Dès 1931, Universal fait travailler ses scénaristes sur une suite de son succès DRACULA : la nouvelle histoire s'inspire alors vaguement de «L'invité de Dracula», une nouvelle de Bram Stoker. Cette firme, après des difficultés financières au début des années trente, obtient de bons résultats commerciaux en 1935 avec LA FIANCEE DE FRANKENSTEIN, suite de FRANKENSTEIN. Produire des suites paraît alors une entreprise très rentable. Universal décide donc de tourner la suite de DRACULA en 1936.

Le réalisateur, Lambert Hillyer, est avant tout un grand réalisateur de western, tournant des classiques comme LA REVELATION de 1917 ou LA CARAVANE de 1919 avec William S. Hart, grande vedette du genre au temps du muet. Au milieu des années trente, il filme pour Universal LE RAYON INVISIBLE, œuvre fantastique interprétée par les deux stars Boris Karloff et Bela Lugosi. On lui confie aussitôt après la réalisation de LA FILLE DE DRACULA.
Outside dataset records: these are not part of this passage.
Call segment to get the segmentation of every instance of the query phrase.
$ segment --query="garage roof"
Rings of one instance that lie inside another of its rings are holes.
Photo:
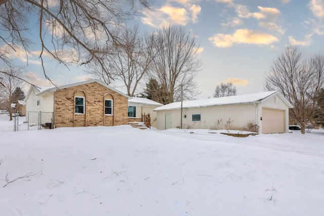
[[[269,98],[277,95],[289,108],[293,105],[277,91],[261,92],[248,95],[235,95],[235,96],[213,98],[208,99],[196,100],[194,101],[183,101],[182,108],[198,108],[214,106],[229,105],[234,104],[260,103]],[[157,107],[153,111],[171,110],[180,109],[181,102],[174,102]]]

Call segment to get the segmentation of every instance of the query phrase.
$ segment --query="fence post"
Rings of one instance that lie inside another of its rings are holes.
[[[16,120],[16,131],[19,131],[19,115],[17,116],[17,113],[16,113],[16,118],[17,118]]]
[[[11,115],[12,115],[13,113],[11,113]],[[14,131],[16,131],[16,118],[17,117],[17,116],[16,116],[17,115],[15,115],[15,117],[14,118]]]
[[[26,112],[28,115],[27,117],[27,130],[29,131],[29,112]]]
[[[42,120],[42,111],[38,112],[38,129],[40,129],[40,122]]]

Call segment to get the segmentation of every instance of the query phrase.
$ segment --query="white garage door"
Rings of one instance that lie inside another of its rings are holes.
[[[285,110],[262,109],[262,133],[285,133]]]

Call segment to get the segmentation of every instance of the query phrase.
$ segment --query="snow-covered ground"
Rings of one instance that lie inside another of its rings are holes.
[[[0,131],[0,215],[323,215],[324,136],[208,132]]]

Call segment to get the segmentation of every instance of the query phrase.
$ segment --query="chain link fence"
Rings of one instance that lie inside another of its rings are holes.
[[[40,129],[46,123],[53,123],[53,113],[23,111],[12,113],[0,113],[0,131],[17,131]],[[42,126],[43,125],[43,126]]]

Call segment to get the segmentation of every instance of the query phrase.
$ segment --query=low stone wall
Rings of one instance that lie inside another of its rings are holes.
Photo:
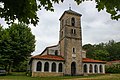
[[[32,72],[32,77],[63,76],[63,72]]]

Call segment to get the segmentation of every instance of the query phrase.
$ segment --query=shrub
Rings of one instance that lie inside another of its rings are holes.
[[[107,65],[106,73],[120,73],[120,64]]]

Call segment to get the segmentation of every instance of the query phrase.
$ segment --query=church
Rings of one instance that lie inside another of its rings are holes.
[[[60,17],[59,42],[29,62],[33,77],[105,74],[105,61],[86,58],[82,50],[81,14],[69,9]]]

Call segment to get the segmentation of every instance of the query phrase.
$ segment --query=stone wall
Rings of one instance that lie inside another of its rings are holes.
[[[63,72],[32,72],[32,77],[63,76]]]

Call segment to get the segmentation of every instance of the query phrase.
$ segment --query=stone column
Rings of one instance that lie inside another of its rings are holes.
[[[49,71],[48,72],[51,72],[52,70],[52,63],[51,62],[48,62],[49,63]]]
[[[45,62],[43,62],[43,61],[41,61],[42,62],[42,70],[41,70],[41,72],[44,72],[44,64],[45,64]]]
[[[90,68],[90,64],[87,64],[87,73],[89,74],[89,68]]]
[[[97,73],[100,73],[100,64],[97,64]]]
[[[95,68],[94,68],[95,64],[92,64],[92,73],[95,73]]]

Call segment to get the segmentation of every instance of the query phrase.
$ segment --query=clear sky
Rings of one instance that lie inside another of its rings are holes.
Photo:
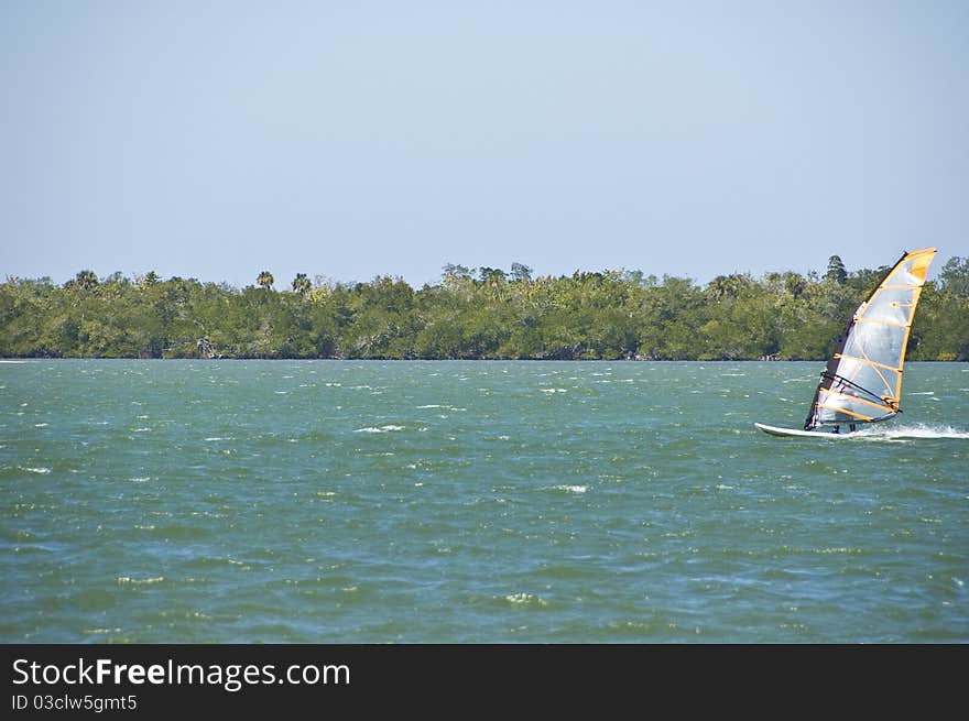
[[[0,276],[969,255],[967,0],[0,0]]]

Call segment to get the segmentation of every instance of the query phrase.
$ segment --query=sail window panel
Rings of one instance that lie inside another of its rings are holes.
[[[897,330],[892,326],[873,323],[857,324],[845,342],[841,354],[888,368],[899,368],[904,337]]]
[[[858,395],[878,403],[883,397],[895,397],[900,373],[854,358],[842,358],[837,375],[848,383],[836,380],[831,384],[831,391],[843,392],[849,396]]]

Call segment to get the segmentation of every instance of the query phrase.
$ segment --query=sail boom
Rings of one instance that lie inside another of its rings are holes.
[[[878,361],[873,361],[870,358],[859,358],[858,356],[847,356],[845,353],[835,353],[834,357],[837,358],[838,360],[841,360],[843,358],[846,360],[853,360],[853,361],[858,361],[859,363],[872,365],[873,368],[883,368],[884,370],[892,371],[893,373],[901,373],[902,372],[901,368],[885,365],[884,363],[879,363]]]

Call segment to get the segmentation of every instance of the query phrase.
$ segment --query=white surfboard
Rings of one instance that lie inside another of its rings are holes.
[[[767,426],[763,423],[753,424],[761,430],[772,436],[786,436],[792,438],[850,438],[852,433],[831,433],[830,430],[798,430],[797,428],[779,428],[776,426]]]

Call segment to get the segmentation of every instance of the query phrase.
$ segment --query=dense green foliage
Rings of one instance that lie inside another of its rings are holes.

Le rôle-titre est tenu par Gloria Holden, comédienne de théâtre d'origine britannique qui commence sa carrière hollywoodienne cette année-là. Comme elle est inconnue du grand public, Universal peut promouvoir ce film en entourant son interprète principale d'un épais et inquiétant mystère (comme cela a été le cas pour Lugosi dans DRACULA, Karloff dans FRANKENSTEIN ou Claude Rains dans L'HOMME INVISIBLE). On retrouve Gloria Holden l'année suivante dans l'immense succès LA VIE D'EMILE ZOLA de William Dieterle, mais le reste de sa carrière se cantonnera essentiellement à des seconds rôles.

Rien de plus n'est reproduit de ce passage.